Puis je réalise mon erreur.

Mon score de Lune est à 38. Mon score de Soleil ? 12.

DOUZE.

« Euh… Lysa ? »

« Oui, mon amour ? »

« Je crois que j’ai un problème d’équilibre cosmique. »

Elle jette un œil à mes scores et éclate de rire. « Tu as oublié que seul le PLUS BAS compte ? »

Le problème avec Ayar, c’est qu’on peut facilement se laisser emporter par une stratégie et négliger l’autre moitié de l’équation. Je passe les deux tours suivants à désespérément essayer de rattraper mon retard solaire. C’est tendu. Très tendu.

Les bonus Viracocha : Le pouvoir des dieux

Lysa a réussi à collecter trois Viracocha sur un même emplacement de son plateau, débloquant un bonus permanent qui lui donne un soleil supplémentaire chaque fois qu’elle gagne de la dévotion Inti.

« C’est complètement pété comme bonus, » je marmonne.

« C’est de la stratégie, mon cher. STRATÉGIE, » rétorque-t-elle avec mon propre ton condescendant.

Touché.

Phase finale : La course vers Cusco

Round quatre. La tension est palpable. Il ne reste plus que deux Ayar en course : l’Ayar bleu et l’Ayar violet.
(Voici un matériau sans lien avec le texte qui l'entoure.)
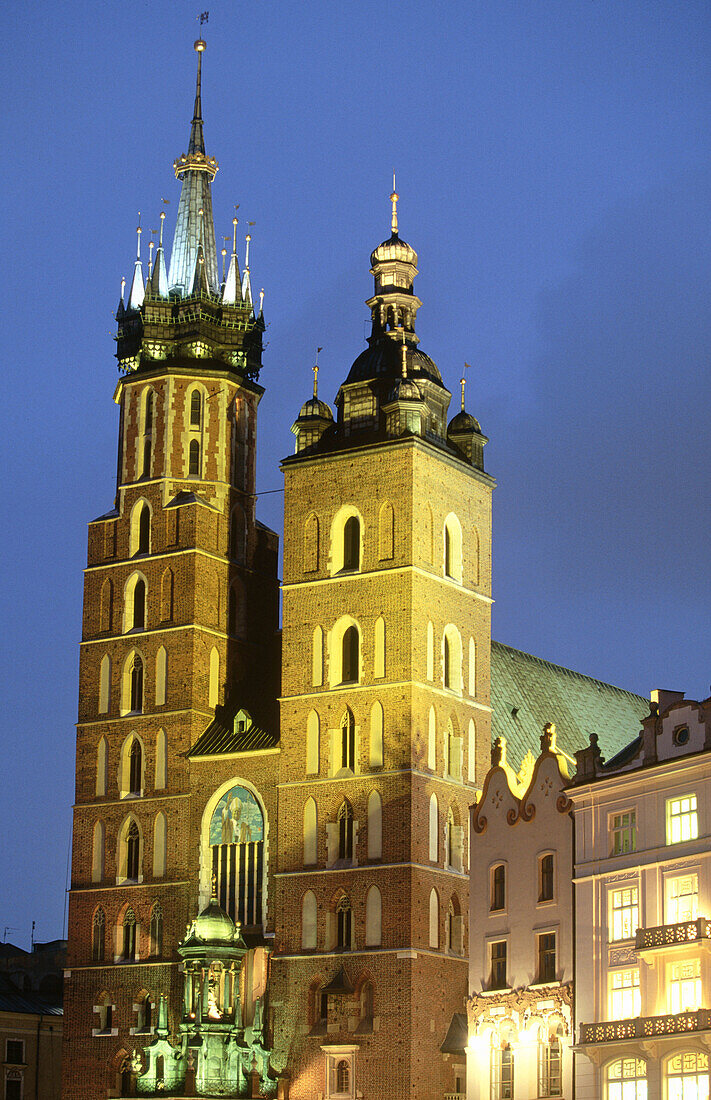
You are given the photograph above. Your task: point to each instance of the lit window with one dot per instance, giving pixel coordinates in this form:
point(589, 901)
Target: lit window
point(624, 913)
point(626, 1079)
point(682, 820)
point(624, 994)
point(498, 957)
point(685, 986)
point(547, 956)
point(623, 833)
point(546, 877)
point(498, 888)
point(687, 1076)
point(681, 899)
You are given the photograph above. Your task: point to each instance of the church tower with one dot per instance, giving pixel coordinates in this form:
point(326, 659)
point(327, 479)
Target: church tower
point(181, 598)
point(385, 714)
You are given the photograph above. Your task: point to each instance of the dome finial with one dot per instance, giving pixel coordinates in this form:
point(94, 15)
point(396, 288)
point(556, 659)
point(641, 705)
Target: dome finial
point(394, 197)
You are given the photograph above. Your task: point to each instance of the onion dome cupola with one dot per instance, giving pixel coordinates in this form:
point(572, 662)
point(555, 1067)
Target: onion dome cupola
point(465, 435)
point(364, 400)
point(314, 420)
point(184, 311)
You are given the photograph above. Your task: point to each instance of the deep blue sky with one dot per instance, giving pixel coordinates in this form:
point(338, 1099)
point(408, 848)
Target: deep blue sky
point(554, 167)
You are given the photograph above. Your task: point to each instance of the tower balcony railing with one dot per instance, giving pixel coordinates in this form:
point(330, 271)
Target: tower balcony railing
point(681, 1023)
point(668, 935)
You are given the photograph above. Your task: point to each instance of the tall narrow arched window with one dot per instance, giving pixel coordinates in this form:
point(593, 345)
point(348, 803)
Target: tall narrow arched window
point(309, 911)
point(374, 825)
point(434, 919)
point(97, 851)
point(376, 724)
point(138, 616)
point(434, 828)
point(135, 767)
point(343, 924)
point(144, 530)
point(98, 936)
point(161, 760)
point(101, 767)
point(161, 675)
point(196, 409)
point(379, 664)
point(160, 845)
point(351, 542)
point(132, 851)
point(350, 662)
point(310, 833)
point(129, 937)
point(373, 917)
point(348, 740)
point(194, 459)
point(346, 831)
point(105, 684)
point(313, 738)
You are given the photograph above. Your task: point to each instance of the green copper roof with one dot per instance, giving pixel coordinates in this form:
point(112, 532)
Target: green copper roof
point(526, 692)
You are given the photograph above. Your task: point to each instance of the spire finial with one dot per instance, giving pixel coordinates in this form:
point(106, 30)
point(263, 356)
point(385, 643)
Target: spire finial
point(315, 370)
point(394, 197)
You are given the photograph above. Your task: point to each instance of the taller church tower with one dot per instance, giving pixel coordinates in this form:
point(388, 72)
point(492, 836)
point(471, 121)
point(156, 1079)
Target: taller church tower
point(181, 598)
point(385, 714)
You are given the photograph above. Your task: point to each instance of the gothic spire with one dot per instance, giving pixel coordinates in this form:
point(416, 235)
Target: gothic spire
point(196, 171)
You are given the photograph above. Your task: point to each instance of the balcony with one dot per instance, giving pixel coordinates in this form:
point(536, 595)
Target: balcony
point(646, 1026)
point(668, 935)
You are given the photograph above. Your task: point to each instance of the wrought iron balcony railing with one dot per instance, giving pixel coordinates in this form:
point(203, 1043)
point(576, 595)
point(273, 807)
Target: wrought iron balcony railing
point(667, 935)
point(646, 1026)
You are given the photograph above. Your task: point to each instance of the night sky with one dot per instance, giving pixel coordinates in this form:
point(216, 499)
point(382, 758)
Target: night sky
point(554, 167)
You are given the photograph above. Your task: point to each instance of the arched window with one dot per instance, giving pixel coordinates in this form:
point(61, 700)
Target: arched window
point(310, 833)
point(379, 669)
point(106, 615)
point(101, 767)
point(431, 739)
point(376, 722)
point(348, 740)
point(156, 931)
point(346, 831)
point(350, 661)
point(161, 675)
point(97, 853)
point(105, 684)
point(626, 1079)
point(161, 760)
point(132, 851)
point(386, 532)
point(215, 678)
point(351, 542)
point(317, 657)
point(434, 919)
point(129, 937)
point(313, 737)
point(194, 459)
point(343, 923)
point(135, 767)
point(309, 920)
point(160, 845)
point(373, 917)
point(434, 828)
point(310, 543)
point(98, 936)
point(374, 825)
L’Ayar bleu atteint la case 30 – Cusco ! Un scoring spécial se déclenche : nous pouvons chacun choisir DEUX activités différentes et gagner de la dévotion Inti pour chacune. Plus un lama pour chaque activité où nous avons au moins 6 soleils.

Je choisis tissage et poterie. Lysa opte pour agriculture en terrasse et reed bundling. Nous gagnons tous deux deux lamas supplémentaires.

Le scoring final : Les mathématiques du destin

Dernière phase de nuit. Le dernier Ayar se retire. Puis vient le moment de vérité : l’allocation des lamas.

J’ai accumulé 5 lamas durant la partie. Lysa en a 6 (évidemment).

Mes scores avant lamas : Soleil à 112, Lune à 120.

Je place 3 lamas en Soleil (+6, total 118) et 2 en Lune (+3, total 123). Mon score final : 118 (le plus bas des deux).

Lysa, avec son sourire victorieux déjà en place, alloue ses 6 lamas avec une précision chirurgicale.

Ses scores avant lamas : Soleil à 126, Lune à 135.

Elle place 4 lamas en Soleil (+10, total 136) et 2 en Lune (+3, total 138). Son score final : 136.

« 136, » annonce-t-elle calmement. « Contre 118. »

Je regarde le plateau, puis mes scores, puis Lysa.

« Tu… tu as maintenu un équilibre parfait pendant toute la partie ? »

« Techniquement, » répond Lysa avec une modestie feinte, « j’ai simplement été meilleure à équilibrer mes scores. »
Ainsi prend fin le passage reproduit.